By: Ashley Finke /The Daily Cardinal  - April 10, 2008




20080410_news_envspeaker_story
By: Amanda Salm /The Daily Cardinal
Michel Gelobter of Cooler Inc. addresses energy resource and global warming issues Wednesday night in Humanities.

The Nelson Institute for Environmental Studies hosted a presentation Wednesday in recognition of Gaylord Nelson’s contributions to the well-being of the environment.

Nelson is a former Wisconsin governor and the official founder of Earth Day.

Michel Gelobter, founder of the carbon-offset firm Cooler Inc., a business that provides carbon-neutral goods and services to consumers and retailers, spoke to the Madison community about global warming.

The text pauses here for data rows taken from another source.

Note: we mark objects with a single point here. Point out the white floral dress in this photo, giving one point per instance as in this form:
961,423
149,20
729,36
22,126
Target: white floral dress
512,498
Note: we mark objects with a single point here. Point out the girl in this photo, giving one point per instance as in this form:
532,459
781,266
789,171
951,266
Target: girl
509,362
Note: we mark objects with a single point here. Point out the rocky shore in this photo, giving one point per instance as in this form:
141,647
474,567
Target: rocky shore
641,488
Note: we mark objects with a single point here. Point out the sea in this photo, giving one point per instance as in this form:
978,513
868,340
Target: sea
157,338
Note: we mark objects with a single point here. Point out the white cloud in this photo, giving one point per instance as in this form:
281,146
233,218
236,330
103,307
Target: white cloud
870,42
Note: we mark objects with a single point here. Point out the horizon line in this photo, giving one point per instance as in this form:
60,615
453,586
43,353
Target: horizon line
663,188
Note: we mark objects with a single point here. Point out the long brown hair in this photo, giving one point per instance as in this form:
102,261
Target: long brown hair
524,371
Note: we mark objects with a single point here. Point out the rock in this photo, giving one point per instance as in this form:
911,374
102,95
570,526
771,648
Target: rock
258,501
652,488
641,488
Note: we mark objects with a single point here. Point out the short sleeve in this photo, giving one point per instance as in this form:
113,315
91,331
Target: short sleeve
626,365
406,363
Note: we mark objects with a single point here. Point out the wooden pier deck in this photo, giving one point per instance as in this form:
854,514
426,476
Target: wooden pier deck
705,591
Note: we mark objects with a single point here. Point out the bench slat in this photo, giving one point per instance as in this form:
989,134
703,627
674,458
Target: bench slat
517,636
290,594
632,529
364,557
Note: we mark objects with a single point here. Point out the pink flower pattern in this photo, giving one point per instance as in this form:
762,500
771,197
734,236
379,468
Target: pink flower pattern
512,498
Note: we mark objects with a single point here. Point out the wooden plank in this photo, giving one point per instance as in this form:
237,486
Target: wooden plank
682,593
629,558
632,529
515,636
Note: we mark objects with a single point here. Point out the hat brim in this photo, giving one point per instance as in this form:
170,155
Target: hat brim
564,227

Gelobter stressed how climate change is a justice issue and said there is an unequal allocation of energy resources in the world. He said the United States went to war for oil, a war that has led to significant injustices in the countries it affects.

According to Gelobter, the war in Iraq will end up costing $3 trillion by the time it is over. He said all of the money put toward the war effort could be allocated to the entire population of Wisconsin and Illinois and would allow each and every person to live an affluent lifestyle.

Gelobter said the nation must work together to put Exxon Mobile out of business.

“Somebody is going to have to kick Exxon’s ass,” he said. “Unshackle yourselves, throw off the chains and take a crowbar to the kneecaps of the dinosaur industries, just take them down.”

“The past 300 million years of history we have put up into the sky,” Gelobter said. He even quoted a line from Joni Mitchell’s song “Big Yellow Taxi” and said, “We paved paradise to put up a parking lot.”

Cooler Inc.’s mission is to connect every purchase to a solution to global warming. Gelobter said it is currently more efficient to make a backpack in Vietnam rather than the United States because they use less carbon in the entire process.

“Green people are just feel-good people.”